Studio album by White Denim
- Released: March 25, 2016
- Recorded: 2015–2016
- Studio: Echo Mountain, Asheville, North Carolina
- Genre: Indie rock; garage rock; progressive rock; psychedelic rock; Southern rock; soul;
- Length: 35:46
- Label: Downtown
- Producer: Ethan Johns

White Denim chronology
| Corsicana Lemonade (2013) | Stiff (2016) | Performance (2018) |

= Stiff (album) =

Stiff is the seventh studio album by the band White Denim. It is their first release following the departure of drummer Josh Block and guitarist Austin Jenkins, who left in March 2015 to work on Leon Bridges' debut album Coming Home. Jonathan Horne and Jeff Olson have joined the band after touring with James Petralli on his solo project Bop English. Stiff was released on March 25, 2016, by Downtown Records.

==Background==
"I wanted to treat this like a debut record. The band’s still called White Denim and it is because that’s what we’re calling it, essentially, but I definitely felt like we needed to go back-to-basics. It was like we write the tunes, rehearse them for a week or two weeks – we didn’t do a lot pre-production – then just bang it out. It was the first time to go in with a producer from the beginning of a record and finish with a producer as well."— James Petralli, frontman

==Release and promotion==
===Singles===
- "Holda You (I'm Psycho)" — The first single was released along with the album announcement. Art Levy of NPR Music said that the song "simultaneously struts and sprints".
- "Ha Ha Ha Ha (Yeah)" — Petralli mentioned Curtis Mayfield as an influence behind the soul sound of the track, mentioning – "It really started with me, sitting in my garage, playing around with Pusherman. R&B, in general, is where it’s at for me."
- "Had 2 Know (Personal)"

==Reception==

Stiff was released on March 25, 2016, on Downtown Records.
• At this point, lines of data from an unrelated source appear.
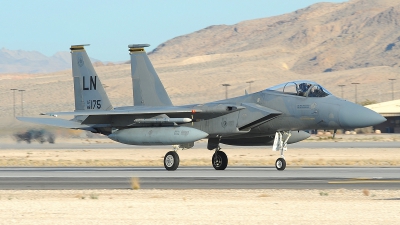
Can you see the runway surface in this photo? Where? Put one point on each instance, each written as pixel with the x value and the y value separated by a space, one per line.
pixel 201 178
pixel 311 145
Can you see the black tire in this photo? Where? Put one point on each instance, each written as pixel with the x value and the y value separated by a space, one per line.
pixel 171 161
pixel 280 164
pixel 219 160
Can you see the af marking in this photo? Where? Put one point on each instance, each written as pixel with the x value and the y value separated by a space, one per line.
pixel 92 83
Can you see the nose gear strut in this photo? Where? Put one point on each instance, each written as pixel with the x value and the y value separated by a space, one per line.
pixel 281 145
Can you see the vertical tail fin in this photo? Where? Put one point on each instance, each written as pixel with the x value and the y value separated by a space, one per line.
pixel 88 90
pixel 147 87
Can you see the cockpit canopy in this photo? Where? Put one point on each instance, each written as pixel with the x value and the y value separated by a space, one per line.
pixel 301 88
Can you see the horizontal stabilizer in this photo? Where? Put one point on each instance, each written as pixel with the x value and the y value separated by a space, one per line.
pixel 56 122
pixel 132 111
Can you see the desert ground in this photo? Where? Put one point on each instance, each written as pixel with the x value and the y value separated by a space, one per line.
pixel 200 207
pixel 239 206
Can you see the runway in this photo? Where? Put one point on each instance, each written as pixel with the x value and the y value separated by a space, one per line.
pixel 201 178
pixel 310 145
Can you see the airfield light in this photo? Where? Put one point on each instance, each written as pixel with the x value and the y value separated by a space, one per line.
pixel 22 102
pixel 14 89
pixel 355 91
pixel 341 86
pixel 392 79
pixel 249 82
pixel 226 90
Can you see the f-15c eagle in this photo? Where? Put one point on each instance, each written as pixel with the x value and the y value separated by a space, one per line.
pixel 275 116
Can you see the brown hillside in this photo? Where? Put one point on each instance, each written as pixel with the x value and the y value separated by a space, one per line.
pixel 321 37
pixel 358 41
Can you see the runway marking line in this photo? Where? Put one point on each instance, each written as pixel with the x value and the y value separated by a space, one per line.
pixel 363 181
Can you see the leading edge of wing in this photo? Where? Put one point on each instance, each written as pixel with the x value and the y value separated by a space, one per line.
pixel 133 111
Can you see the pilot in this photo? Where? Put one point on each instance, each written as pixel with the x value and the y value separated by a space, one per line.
pixel 303 88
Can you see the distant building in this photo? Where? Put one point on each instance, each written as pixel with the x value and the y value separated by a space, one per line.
pixel 391 111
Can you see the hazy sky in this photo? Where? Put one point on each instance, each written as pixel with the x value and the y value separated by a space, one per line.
pixel 49 26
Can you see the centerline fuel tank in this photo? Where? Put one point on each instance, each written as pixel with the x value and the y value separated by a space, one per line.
pixel 157 135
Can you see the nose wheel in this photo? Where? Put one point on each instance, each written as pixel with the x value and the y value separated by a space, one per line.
pixel 280 144
pixel 280 164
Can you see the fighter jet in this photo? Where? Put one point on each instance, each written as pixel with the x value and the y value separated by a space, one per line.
pixel 275 116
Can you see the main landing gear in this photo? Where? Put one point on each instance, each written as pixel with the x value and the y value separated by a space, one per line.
pixel 171 160
pixel 219 159
pixel 281 145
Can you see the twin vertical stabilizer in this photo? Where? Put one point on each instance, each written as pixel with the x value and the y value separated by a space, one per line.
pixel 147 87
pixel 89 92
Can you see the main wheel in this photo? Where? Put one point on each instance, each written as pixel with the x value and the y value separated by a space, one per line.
pixel 280 164
pixel 171 161
pixel 219 160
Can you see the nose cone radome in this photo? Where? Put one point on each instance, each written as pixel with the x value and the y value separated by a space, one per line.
pixel 356 116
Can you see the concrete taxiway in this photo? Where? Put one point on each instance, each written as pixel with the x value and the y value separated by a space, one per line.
pixel 201 178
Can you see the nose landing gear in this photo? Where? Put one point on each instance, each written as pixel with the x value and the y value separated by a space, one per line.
pixel 281 145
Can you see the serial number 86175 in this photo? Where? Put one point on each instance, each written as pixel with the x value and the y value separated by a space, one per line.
pixel 93 104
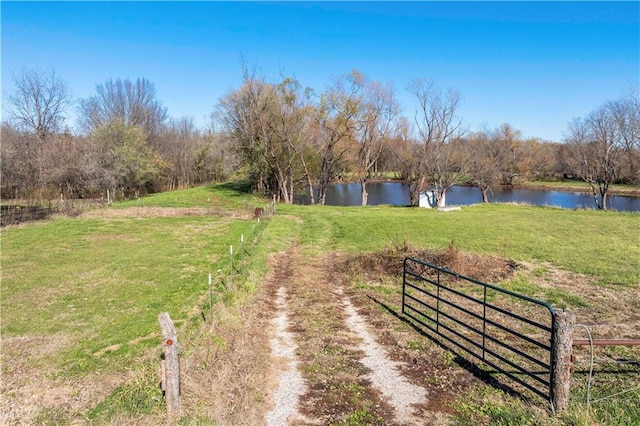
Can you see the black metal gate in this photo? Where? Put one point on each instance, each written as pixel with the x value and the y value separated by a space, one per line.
pixel 507 331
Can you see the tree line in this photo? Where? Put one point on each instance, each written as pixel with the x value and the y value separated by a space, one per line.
pixel 286 139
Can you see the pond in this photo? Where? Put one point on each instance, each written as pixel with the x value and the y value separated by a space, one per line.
pixel 397 194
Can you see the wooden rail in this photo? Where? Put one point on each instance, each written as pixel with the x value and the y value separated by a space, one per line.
pixel 607 342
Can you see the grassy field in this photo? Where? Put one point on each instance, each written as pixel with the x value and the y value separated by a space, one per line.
pixel 81 296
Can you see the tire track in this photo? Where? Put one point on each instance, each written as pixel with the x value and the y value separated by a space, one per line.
pixel 321 336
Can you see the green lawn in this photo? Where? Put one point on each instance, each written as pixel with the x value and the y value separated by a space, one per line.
pixel 99 283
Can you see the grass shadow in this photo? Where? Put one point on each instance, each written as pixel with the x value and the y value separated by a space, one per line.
pixel 487 377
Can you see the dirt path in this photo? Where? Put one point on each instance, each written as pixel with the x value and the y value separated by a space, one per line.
pixel 329 363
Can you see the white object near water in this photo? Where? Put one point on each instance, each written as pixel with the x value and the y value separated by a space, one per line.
pixel 427 199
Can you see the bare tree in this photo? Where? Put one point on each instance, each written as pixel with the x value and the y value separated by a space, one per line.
pixel 268 125
pixel 132 103
pixel 595 150
pixel 484 161
pixel 378 110
pixel 38 106
pixel 626 113
pixel 335 119
pixel 438 125
pixel 510 152
pixel 40 102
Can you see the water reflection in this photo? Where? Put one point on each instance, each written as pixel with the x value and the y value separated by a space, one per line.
pixel 397 194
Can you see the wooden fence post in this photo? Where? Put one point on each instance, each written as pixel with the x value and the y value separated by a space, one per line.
pixel 563 324
pixel 171 367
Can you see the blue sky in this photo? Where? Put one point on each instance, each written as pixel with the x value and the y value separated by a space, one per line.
pixel 535 65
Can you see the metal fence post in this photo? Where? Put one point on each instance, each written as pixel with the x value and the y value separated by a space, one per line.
pixel 561 347
pixel 171 366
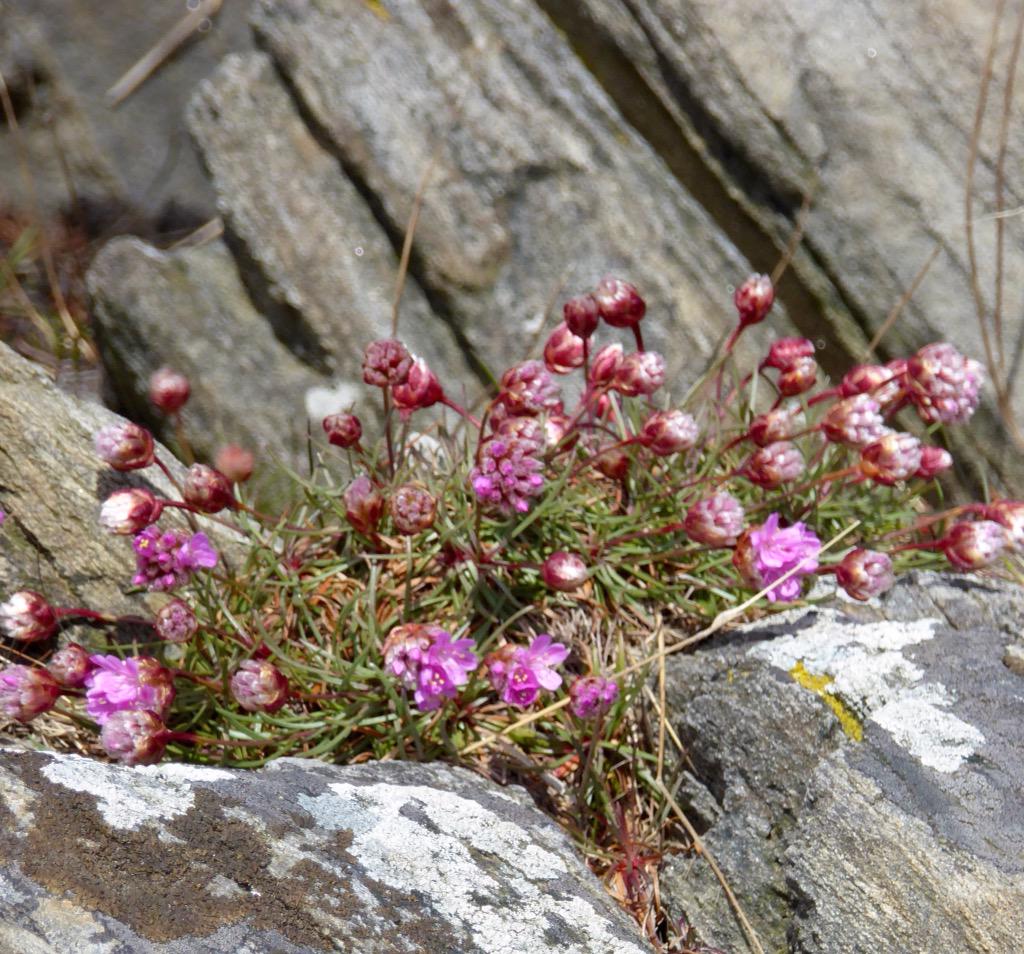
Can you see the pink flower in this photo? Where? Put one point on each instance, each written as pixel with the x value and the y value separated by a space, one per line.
pixel 765 554
pixel 165 559
pixel 136 683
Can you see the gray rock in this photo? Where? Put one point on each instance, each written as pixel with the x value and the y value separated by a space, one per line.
pixel 188 309
pixel 299 857
pixel 866 764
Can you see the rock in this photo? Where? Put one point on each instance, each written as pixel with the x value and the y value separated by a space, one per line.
pixel 299 857
pixel 865 762
pixel 188 309
pixel 869 107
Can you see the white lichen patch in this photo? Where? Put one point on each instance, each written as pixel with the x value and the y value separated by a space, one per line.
pixel 130 797
pixel 872 678
pixel 433 850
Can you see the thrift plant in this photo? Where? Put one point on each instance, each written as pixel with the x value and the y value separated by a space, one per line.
pixel 487 586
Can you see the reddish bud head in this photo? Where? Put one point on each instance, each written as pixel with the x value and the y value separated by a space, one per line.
pixel 799 378
pixel 864 573
pixel 70 665
pixel 235 463
pixel 207 489
pixel 582 314
pixel 413 510
pixel 259 687
pixel 386 363
pixel 169 390
pixel 125 446
pixel 26 616
pixel 754 299
pixel 563 352
pixel 564 571
pixel 134 737
pixel 176 622
pixel 976 545
pixel 342 430
pixel 130 511
pixel 27 692
pixel 620 303
pixel 364 505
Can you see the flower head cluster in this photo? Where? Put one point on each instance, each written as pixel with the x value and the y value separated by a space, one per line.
pixel 428 661
pixel 518 673
pixel 767 553
pixel 165 559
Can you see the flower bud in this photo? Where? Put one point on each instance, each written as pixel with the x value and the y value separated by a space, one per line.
pixel 667 432
pixel 70 665
pixel 933 462
pixel 854 421
pixel 169 390
pixel 1011 515
pixel 235 463
pixel 386 363
pixel 772 466
pixel 582 314
pixel 563 352
pixel 27 692
pixel 799 378
pixel 605 364
pixel 364 505
pixel 973 546
pixel 134 737
pixel 892 458
pixel 421 389
pixel 176 622
pixel 259 687
pixel 591 696
pixel 715 521
pixel 564 571
pixel 342 430
pixel 640 373
pixel 864 573
pixel 125 446
pixel 620 303
pixel 28 617
pixel 413 510
pixel 207 489
pixel 130 511
pixel 754 299
pixel 784 352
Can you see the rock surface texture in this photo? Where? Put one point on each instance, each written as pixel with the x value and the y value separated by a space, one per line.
pixel 299 857
pixel 865 763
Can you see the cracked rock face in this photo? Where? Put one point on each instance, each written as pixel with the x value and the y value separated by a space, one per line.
pixel 865 765
pixel 299 857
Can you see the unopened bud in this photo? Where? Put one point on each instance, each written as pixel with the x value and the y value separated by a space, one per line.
pixel 413 510
pixel 754 299
pixel 130 511
pixel 134 737
pixel 364 505
pixel 343 430
pixel 26 616
pixel 620 303
pixel 27 692
pixel 582 314
pixel 259 687
pixel 169 390
pixel 125 446
pixel 864 573
pixel 564 571
pixel 976 545
pixel 207 489
pixel 563 352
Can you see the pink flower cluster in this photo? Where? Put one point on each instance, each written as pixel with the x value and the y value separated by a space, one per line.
pixel 428 661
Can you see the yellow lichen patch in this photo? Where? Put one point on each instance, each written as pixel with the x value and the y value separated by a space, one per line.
pixel 817 683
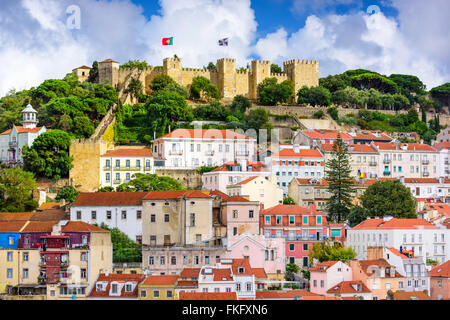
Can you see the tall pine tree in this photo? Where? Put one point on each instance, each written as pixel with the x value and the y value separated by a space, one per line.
pixel 340 183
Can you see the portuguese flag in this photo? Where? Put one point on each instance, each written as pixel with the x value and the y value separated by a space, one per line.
pixel 168 41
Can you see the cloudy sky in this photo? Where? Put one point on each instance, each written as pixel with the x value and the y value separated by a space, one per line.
pixel 42 39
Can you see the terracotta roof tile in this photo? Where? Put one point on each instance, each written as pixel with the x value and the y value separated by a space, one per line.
pixel 207 296
pixel 89 199
pixel 128 153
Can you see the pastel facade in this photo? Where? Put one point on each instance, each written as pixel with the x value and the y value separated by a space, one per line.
pixel 257 188
pixel 120 165
pixel 194 148
pixel 13 140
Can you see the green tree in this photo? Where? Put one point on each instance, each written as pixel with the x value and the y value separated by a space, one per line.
pixel 69 194
pixel 288 200
pixel 49 155
pixel 151 182
pixel 16 187
pixel 388 198
pixel 327 251
pixel 341 185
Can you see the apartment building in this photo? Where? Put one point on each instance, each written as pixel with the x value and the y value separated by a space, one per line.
pixel 421 236
pixel 409 160
pixel 298 162
pixel 193 148
pixel 118 166
pixel 122 210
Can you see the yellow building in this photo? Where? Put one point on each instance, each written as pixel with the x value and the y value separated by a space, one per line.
pixel 118 166
pixel 158 288
pixel 258 188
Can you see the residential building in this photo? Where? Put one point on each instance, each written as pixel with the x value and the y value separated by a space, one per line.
pixel 122 210
pixel 193 148
pixel 363 159
pixel 378 275
pixel 409 160
pixel 158 288
pixel 13 140
pixel 231 173
pixel 440 281
pixel 426 239
pixel 326 275
pixel 300 227
pixel 288 164
pixel 120 165
pixel 113 286
pixel 258 188
pixel 351 289
pixel 317 137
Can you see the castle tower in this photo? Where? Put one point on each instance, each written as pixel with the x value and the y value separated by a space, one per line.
pixel 108 70
pixel 302 72
pixel 260 71
pixel 29 117
pixel 172 68
pixel 226 69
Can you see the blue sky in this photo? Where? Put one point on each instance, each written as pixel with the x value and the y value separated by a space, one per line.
pixel 405 36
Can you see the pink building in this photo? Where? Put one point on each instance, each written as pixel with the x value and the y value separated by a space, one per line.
pixel 440 281
pixel 327 274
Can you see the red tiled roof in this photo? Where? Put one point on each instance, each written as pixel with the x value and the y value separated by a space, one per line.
pixel 323 266
pixel 209 134
pixel 11 226
pixel 303 153
pixel 275 294
pixel 128 153
pixel 290 209
pixel 419 295
pixel 21 129
pixel 348 287
pixel 80 226
pixel 207 296
pixel 160 280
pixel 442 270
pixel 114 277
pixel 326 134
pixel 158 195
pixel 88 199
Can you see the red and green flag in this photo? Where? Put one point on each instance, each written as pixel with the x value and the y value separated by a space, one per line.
pixel 168 41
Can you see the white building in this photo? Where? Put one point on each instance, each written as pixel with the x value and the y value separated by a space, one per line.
pixel 298 162
pixel 409 160
pixel 194 148
pixel 13 140
pixel 118 166
pixel 122 210
pixel 425 239
pixel 412 268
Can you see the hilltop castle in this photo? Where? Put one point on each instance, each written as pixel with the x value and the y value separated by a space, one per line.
pixel 227 78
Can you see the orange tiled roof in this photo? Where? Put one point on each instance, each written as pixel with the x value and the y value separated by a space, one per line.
pixel 158 195
pixel 290 209
pixel 442 270
pixel 394 223
pixel 80 226
pixel 87 199
pixel 303 153
pixel 118 278
pixel 348 287
pixel 410 295
pixel 128 153
pixel 207 296
pixel 210 134
pixel 160 280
Mark Demig, who reviewed the album for AllMusic said "The edgy energy that's long been the band's trademark is present in abundance here, which is welcome news since Stiff debuts a new White Denim lineup." and added that "The tone here is frequently playful, especially when Petralli lets his blue-eyed soul accents come forth. But the attack is taut and the force of this music is no joke." NME give the album three out of five stars, concluding "[The group] wear their virtuosity proudly and with each album their brand of bluesy, Southern-style boogie-woogie becomes less obscured by experimentation, although whether or not that’s a good thing is a moot point. This is certainly the kind of music punk had to be invented for." The Guardian awarded Stiff four out of five stars, praising the soul influence on the songwriting – "Live, they may make your knees shake like Robert Plant, but on record the musicianship often eclipses the songs, resulting in a lack of truly memorable bangers. [Corsicana Lemonade] went some way towards changing that, but on their seventh, the Ethan Johns-produced Stiff, they’ve nailed it by embracing soul – or rather, running into its syrupy-sweet waters."

Professional ratings
Aggregate scores
| Source | Rating |
| Metacritic | 75/100 |
Review scores
| Source | Rating |
| AllMusic |  |
| NME |  |
| Clash Magazine |  |
| Drowned in Sound |  |
| The Guardian |  |
| Mojo |  |
| State |  |
| Uncut |  |

===Accolades===

| Publication | Accolade | Year | Rank |
|---|---|---|---|
| Mojo | The 50 Best Albums of 2016 | 2016 | 39 |

==Track listing==

| No. | Title | Length |
|---|---|---|
| 1. | "Had 2 Know (Personal)" | 4:06 |
| 2. | "Ha Ha Ha Ha (Yeah)" | 3:53 |
| 3. | "Holda You (I’m Psycho)" | 4:00 |
| 4. | "There’s a Brain in My Head" | 3:33 |
| 5. | "Take It Easy (Ever After Lasting Love)" | 3:26 |
| 6. | "(I’m the One) Big Big Fun" | 4:16 |
| 7. | "Real Deal Momma" | 3:48 |
| 8. | "Mirrored in Reverse" | 4:06 |
| 9. | "Thank You" | 4:38 |
| Total length: |  | 35:46 |

==Personnel==
===White Denim===
- James Petralli – vocals and guitar
- Steve Terebecki – bass, group vocals, synthesizer
- Jonathon Horne – guitar, group vocals
- Jeff Olson – drums, percussion, synthesizer, group vocals

===Live===
- Mike St. Clair – trumpet, synthesizer

===Additional personnel===
- Ethan Johns – producer

==Charts==

| Chart (2016) | Peak position |
|---|---|
| UK Albums (OCC) | 20 |

== Appearances ==
"Ha Ha Ha Ha (Yeah)" was featured in the reveal trailer for the Nintendo Switch.